Anytime is a good time for a salad, and this one doesn’t disappoint. The flavor combination will knock your socks off. Crunchy chickpeas and pecans, nutritious quinoa and fresh spinach don’t need a heavy dressing. The maple vinaigrette dressing is perfect.

Total time: 20 minutes
Serves 4

Gluten Free


  • 1 cup organic red quinoa
  • 2 big handfuls organic baby spinach leaves, washed, drained
  • 1 large ripe pear, washed, stemmed and cored, cut into thin pieces
  • 1/2 cup chilled chick peas
  • 2 tablespoons fresh chopped parsley
  • Sea salt and fresh ground pepper, to taste
  • 1/3 cup pecans, pan toasted and roughly chopped


  • 3 tablespoons golden balsamic vinegar or glaze
  • 2 tablespoons pure maple syrup
  • water to thin
  • 1/2 tsp. onion powder


  1. Rinse the quinoa thoroughly in a fine sieve.

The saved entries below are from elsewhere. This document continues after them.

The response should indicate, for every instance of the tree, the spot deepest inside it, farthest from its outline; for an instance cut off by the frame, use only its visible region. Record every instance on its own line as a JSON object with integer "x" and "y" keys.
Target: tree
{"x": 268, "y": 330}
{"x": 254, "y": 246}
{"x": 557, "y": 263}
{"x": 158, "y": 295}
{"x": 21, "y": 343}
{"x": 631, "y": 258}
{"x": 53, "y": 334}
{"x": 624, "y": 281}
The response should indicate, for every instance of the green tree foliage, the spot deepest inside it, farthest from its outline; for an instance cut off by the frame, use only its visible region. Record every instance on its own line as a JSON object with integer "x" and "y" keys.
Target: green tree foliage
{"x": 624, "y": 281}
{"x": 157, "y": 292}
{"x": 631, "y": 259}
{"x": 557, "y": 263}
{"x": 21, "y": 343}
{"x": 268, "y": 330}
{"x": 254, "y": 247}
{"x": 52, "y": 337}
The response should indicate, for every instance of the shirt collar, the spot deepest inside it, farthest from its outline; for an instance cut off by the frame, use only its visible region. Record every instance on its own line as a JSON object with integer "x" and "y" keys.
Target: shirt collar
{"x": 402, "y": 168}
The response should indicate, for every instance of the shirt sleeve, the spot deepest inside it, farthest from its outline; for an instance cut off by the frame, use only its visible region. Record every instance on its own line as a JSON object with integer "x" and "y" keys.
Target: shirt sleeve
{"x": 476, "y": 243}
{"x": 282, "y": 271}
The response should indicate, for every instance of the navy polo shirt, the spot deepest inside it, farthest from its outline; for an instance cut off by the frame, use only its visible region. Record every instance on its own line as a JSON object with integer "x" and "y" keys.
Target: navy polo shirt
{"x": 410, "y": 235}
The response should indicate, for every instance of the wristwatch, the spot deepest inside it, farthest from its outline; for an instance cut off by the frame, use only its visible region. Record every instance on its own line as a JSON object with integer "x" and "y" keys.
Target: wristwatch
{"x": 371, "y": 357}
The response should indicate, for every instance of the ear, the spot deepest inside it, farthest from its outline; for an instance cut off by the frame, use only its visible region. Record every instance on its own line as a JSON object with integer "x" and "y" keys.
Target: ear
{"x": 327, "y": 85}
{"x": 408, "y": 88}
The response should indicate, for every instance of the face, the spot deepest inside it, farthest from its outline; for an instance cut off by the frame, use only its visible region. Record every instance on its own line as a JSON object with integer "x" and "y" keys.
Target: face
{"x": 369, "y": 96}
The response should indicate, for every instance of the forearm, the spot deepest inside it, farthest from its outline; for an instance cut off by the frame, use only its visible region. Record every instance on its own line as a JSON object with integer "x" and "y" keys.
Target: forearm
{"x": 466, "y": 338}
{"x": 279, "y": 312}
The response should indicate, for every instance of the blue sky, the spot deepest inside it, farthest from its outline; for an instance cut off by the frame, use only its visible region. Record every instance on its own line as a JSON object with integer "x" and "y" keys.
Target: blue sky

Place the quinoa in a saucepan or rice cooker. Add 2 cups water, and a pinch of sea salt. Cover and cook on a low simmer until all the water is absorbed and the quinoa is tender. This may take up to 20 minutes. Fluff with a fork and place it into a large salad bowl.
  2. Add the baby spinach and chick peas to the quinoa and gently toss together.
  3. Arrange the pears on top of the quinoa spinach salad.
  4. Whisk together the dressing, pour it over the salad and toss gently to coat. Season to taste with sea salt and ground pepper.
  5. Just before serving, toss in the toasted pecans.